Billet d'humeur sur le café et ses capsules

Collection capsule

L’odeur du marc de café froid que ma grand-mère mettait de côté pour le compost m’est revenue en remarquant dans mon magasin bio des filtres à café en métal. Tout n’est que recommencement : assise sur les genoux de l’arrière-grand-mère, je la vois me déposer délicatement car il s’agissait de mouliner les grains à la main, dans cet appareil à manivelle dont j’exaucerai le vœu plus tard de la tourner. C’était d’ailleurs difficile, et le joli boîtier en bois s’est retrouvé en décoration un temps sur la cheminée avant le grenier ou le tri par le vide, remplacé par le moulin à café électrique.

Ce dernier a aussi disparu depuis longtemps (sauf pour celles qui l’ont recyclé pour produire leur sucre glace ou hacher leurs fines herbes), car les paquets de café déjà mouliné et sous-vide s’y sont substitués. En même temps, les filtres jetables en papier sont venus gonfler nos poubelles… perso, j’ai quand même toujours fait attention à ne pas acheter ceux qui étaient blanchis à grand coup de produits chimiques… tout ça pour qu’ils soient colorés en brun par le jus !

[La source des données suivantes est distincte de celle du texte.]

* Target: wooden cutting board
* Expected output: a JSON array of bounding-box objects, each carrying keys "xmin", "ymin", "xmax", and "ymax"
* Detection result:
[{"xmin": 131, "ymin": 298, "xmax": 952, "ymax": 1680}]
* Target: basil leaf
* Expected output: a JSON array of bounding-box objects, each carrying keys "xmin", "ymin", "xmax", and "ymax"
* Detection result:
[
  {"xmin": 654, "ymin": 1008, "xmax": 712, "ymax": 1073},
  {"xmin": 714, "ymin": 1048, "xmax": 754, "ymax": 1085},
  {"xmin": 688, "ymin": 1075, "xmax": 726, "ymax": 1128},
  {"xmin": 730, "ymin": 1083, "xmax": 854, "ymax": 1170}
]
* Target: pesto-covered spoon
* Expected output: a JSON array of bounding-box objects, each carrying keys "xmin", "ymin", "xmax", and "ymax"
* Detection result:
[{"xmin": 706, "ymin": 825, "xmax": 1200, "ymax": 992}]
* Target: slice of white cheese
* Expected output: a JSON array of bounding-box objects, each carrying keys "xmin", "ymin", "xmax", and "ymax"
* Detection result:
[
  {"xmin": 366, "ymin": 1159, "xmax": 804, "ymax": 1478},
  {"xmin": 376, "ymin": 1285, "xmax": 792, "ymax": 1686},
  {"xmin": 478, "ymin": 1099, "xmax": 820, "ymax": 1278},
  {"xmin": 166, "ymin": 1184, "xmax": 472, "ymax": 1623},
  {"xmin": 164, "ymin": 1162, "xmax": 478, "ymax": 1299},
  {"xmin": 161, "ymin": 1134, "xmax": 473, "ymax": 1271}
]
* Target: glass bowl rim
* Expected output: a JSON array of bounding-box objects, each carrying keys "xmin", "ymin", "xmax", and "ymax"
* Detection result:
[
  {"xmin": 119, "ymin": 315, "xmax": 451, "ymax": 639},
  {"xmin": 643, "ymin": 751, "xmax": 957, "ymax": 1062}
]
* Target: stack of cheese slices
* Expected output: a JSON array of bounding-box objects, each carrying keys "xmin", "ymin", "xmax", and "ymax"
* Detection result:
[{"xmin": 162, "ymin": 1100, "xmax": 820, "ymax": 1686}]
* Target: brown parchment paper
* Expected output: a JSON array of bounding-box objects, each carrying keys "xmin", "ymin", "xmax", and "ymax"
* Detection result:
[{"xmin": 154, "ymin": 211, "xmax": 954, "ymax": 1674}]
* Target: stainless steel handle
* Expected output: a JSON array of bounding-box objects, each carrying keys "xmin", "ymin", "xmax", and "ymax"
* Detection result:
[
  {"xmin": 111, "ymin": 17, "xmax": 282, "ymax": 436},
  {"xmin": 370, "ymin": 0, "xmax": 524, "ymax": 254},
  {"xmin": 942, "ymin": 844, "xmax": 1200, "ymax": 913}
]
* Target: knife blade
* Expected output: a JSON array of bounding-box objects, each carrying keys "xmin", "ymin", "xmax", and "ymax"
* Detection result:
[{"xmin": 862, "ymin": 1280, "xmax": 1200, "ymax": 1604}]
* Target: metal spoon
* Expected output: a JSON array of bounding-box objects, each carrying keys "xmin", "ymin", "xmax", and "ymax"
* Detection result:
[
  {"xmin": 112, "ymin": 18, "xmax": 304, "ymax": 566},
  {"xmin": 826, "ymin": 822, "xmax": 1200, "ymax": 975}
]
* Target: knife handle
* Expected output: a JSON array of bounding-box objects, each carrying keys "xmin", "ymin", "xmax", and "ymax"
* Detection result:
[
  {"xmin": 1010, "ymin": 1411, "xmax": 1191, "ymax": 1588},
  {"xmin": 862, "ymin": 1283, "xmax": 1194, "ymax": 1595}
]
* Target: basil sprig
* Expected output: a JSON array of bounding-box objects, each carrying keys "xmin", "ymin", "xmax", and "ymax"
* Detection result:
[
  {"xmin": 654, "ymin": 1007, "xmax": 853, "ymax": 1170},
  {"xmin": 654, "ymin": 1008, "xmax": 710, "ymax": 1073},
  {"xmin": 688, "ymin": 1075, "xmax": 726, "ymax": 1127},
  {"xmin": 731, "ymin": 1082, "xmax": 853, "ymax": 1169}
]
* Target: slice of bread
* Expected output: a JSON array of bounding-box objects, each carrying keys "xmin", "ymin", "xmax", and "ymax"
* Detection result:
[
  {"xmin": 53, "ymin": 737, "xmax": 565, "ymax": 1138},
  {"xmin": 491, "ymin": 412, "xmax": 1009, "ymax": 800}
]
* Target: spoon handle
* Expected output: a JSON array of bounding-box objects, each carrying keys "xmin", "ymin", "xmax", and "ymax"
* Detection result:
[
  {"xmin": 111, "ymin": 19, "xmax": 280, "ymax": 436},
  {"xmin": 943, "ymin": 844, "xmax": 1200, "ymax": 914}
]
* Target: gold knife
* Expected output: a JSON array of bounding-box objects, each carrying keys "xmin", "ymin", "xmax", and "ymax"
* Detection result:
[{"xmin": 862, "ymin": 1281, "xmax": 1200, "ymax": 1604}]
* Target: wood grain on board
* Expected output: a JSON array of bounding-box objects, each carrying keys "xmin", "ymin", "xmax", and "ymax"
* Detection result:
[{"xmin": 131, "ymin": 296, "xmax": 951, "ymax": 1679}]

Mais le pire a été l’invention de la capsule. A l’instar des lames de rasoir jetables ou autre (on vend un support et on gagne de l’argent avec les consommables), le marketing a bien fait son travail. Qui ne succombe pas à se penser star en buvant son ristretto (What else) ? Et pourtant, collectionner les capsules est une monstruosité pour l’environnement, et le porte-monnaie. D’abord, il faut produire les machines, puis les capsules en aluminium. Longtemps, celles-ci n’ont même pas été recyclées (alors que le matériau s’y prête) jusqu’à ce que, avec une pression citoyenne suffisante, elles soient récupérées. Mais à peine la moitié l’est. Scandale. On sait que la tasse vaut son pesant d’or par rapport à un café filtre… si au moins cela pouvait-être un argument pour éviter la production d’aluminium ! Mais le pire, c’est qu’on croit que ça a les mêmes vertus : il n’en est rien. Le petit noir, à la capsule égoïstement colorée, que l’on prend en pensant se tenir éveillé, n’apporte même pas la caféine comme le fait ma simple cafetière à filtre brun (je concède, électrique depuis vingt ans) !

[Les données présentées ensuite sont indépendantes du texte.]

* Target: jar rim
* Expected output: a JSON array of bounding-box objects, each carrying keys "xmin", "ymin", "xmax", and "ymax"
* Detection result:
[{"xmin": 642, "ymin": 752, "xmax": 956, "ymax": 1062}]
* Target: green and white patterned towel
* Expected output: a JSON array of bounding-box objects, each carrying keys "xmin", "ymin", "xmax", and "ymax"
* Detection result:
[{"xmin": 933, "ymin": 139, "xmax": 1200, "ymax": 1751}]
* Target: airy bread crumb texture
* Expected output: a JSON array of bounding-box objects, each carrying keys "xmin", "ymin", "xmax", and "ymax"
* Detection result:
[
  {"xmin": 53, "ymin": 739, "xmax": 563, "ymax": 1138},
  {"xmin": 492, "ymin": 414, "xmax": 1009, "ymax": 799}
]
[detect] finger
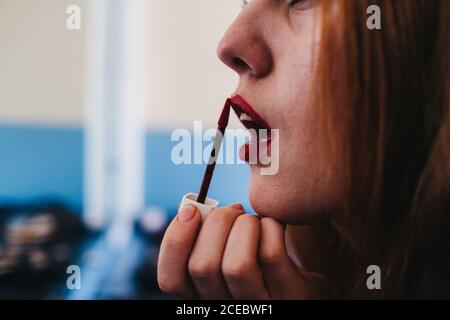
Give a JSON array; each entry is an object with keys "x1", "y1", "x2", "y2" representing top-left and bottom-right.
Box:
[
  {"x1": 157, "y1": 204, "x2": 202, "y2": 299},
  {"x1": 188, "y1": 205, "x2": 244, "y2": 299},
  {"x1": 228, "y1": 203, "x2": 244, "y2": 210},
  {"x1": 222, "y1": 214, "x2": 270, "y2": 300},
  {"x1": 259, "y1": 218, "x2": 319, "y2": 299}
]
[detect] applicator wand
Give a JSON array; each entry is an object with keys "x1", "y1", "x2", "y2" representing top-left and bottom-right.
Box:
[
  {"x1": 178, "y1": 98, "x2": 232, "y2": 220},
  {"x1": 197, "y1": 98, "x2": 232, "y2": 204}
]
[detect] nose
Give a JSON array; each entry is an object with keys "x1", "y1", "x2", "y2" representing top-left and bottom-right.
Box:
[{"x1": 217, "y1": 7, "x2": 273, "y2": 79}]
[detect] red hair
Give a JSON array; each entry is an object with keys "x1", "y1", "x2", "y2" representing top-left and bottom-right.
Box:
[{"x1": 305, "y1": 0, "x2": 450, "y2": 298}]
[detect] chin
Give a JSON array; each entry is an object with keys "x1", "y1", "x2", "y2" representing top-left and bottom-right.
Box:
[{"x1": 247, "y1": 168, "x2": 334, "y2": 225}]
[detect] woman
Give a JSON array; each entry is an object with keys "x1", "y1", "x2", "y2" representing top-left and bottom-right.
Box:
[{"x1": 157, "y1": 0, "x2": 450, "y2": 299}]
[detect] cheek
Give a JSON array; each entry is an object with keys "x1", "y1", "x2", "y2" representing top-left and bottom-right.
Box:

Les collections capsules sont à la mode mais celles de café non ! C’est démodé de faire du mal à la planète.

Bonus : la cafetière à filtre permet de récupérer le marc de café. Après qu’il ait servi de base à notre breuvage préféré il peut tour à tour devenir engrais et même produit de beauté pour les belles plantes que nous sommes. Une recette au pied levé, prenez une poignée de marc mélangée à de l’huile végétale (noisette, argan, coco, etc) et voilà un gommage pour le corps naturel et bon pour la circulation.